To construct a URL for PUG-REST data retrieval, a text URL string needs to be created and it contains four parts: base, input, operation, and output. The construction of this kind of URL is shown in Figure 3. The input section of the URL describes the target database (BioAssay, Compound, or Substance) to be queried, the category of the identifier, along with the identifier information. The operation section designates the information to be retrieved (“assaysummary” in this case to retrieve HTS data). The output section specifies the format of the output file. Figure 3 also shows several examples of URLs used to retrieve HTS data through PUG-REST.
Inputting a constructed URL into a web browser will result in the display of bioassay information for this target compound in the desired format. Within a programming script, individual URLs can be constructed for each compound in a large dataset in an automated fashion. In this case, the HTS data for all compounds in this dataset will be retrieved in the preferred output format.
For Windows users: open a Windows Explorer window by clicking the “Start” button and then clicking “Computer”. In the address bar, type ftp://ftp.ncbi.nlm.nih.gov/pubchem/Bioassay/.
For Mac users: Click “Go” then click “Connect to Server…”. In the “Server Address” field type: ftp://ftp.ncbi.nlm.nih.gov/pubchem/Bioassay/. When asked to enter name and password, choose to connect as “Guest”.
For Linux users: Open any file manager window. Click “File” and then click “Connect to Server…”. In the “Server” field type ftp://ftp.ncbi.nlm.nih.gov/pubchem/Bioassay/.
It is important to realize that PubChem updates its databases frequently.

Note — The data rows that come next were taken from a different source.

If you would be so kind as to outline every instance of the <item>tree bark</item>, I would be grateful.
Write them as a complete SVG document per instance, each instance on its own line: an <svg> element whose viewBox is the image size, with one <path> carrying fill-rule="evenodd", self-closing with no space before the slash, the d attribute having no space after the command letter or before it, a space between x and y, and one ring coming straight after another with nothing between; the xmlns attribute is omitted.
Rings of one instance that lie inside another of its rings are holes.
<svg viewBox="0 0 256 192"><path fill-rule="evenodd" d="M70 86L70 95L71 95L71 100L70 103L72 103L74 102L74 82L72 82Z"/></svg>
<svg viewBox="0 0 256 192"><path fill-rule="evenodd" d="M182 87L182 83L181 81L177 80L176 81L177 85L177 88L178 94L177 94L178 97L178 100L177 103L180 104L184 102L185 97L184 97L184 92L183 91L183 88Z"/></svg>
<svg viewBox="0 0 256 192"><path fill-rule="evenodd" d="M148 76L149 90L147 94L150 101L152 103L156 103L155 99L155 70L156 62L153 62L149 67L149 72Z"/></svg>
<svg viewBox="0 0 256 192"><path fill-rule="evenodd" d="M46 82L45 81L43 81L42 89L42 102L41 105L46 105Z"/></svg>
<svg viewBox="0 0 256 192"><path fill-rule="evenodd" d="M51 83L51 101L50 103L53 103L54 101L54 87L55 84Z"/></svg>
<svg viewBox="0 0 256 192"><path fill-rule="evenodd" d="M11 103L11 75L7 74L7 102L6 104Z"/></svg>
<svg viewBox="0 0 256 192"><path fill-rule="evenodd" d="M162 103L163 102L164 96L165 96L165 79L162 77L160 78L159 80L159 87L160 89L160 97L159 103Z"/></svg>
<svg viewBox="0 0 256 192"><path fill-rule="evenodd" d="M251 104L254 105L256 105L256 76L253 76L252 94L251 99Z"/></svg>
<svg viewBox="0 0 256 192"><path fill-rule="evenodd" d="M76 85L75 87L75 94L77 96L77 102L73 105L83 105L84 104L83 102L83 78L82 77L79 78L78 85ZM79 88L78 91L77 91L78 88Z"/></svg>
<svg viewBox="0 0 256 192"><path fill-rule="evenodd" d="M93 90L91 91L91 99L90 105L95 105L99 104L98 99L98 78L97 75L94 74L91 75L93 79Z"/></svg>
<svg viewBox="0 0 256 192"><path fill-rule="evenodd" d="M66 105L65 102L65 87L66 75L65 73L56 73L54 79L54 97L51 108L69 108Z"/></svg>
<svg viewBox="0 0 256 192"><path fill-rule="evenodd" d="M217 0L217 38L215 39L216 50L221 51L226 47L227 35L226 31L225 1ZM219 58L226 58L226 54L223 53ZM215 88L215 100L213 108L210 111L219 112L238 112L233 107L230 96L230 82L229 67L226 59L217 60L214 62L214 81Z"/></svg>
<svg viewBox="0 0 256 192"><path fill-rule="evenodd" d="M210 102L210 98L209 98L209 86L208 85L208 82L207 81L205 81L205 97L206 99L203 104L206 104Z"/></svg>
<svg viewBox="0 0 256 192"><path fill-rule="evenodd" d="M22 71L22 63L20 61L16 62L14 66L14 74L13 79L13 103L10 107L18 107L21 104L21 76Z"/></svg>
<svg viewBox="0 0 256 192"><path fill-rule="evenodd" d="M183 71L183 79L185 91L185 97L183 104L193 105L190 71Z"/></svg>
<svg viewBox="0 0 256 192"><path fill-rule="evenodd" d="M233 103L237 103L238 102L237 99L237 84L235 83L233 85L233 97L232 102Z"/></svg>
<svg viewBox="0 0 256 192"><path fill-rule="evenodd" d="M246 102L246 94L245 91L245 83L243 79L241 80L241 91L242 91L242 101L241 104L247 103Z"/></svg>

The PubChem search portal accepts a variety of search options. For example, exact queries (under the “Name/Text” tab) can be performed based on general identifiers, such as CID, IUPAC name, etc.. Alternatively, queries can also be performed based chemical structure information. Under the “Identity/Similarity” search option, structural identifiers (i.e. SMILES or InChI) can be used. Commonly used chemical structure file formats, such as Structure Data File (SDF) format, can also be accepted under this search tab. If no identifier is available for a compound, there is also an option to draw the chemical structure using the drawing tool.
HTS data can be accessed through public repositories for target compounds. Since there are several existing methods to obtain HTS data, the individual researcher can choose the suitable way to get the HTS data based on the actual needs (e.g. the size of the target dataset). Meanwhile, the HTS data retrieval procedure needs necessary computer skills and background knowledge of the data sources, such as what have been described for PubChem data acquire in this chapter.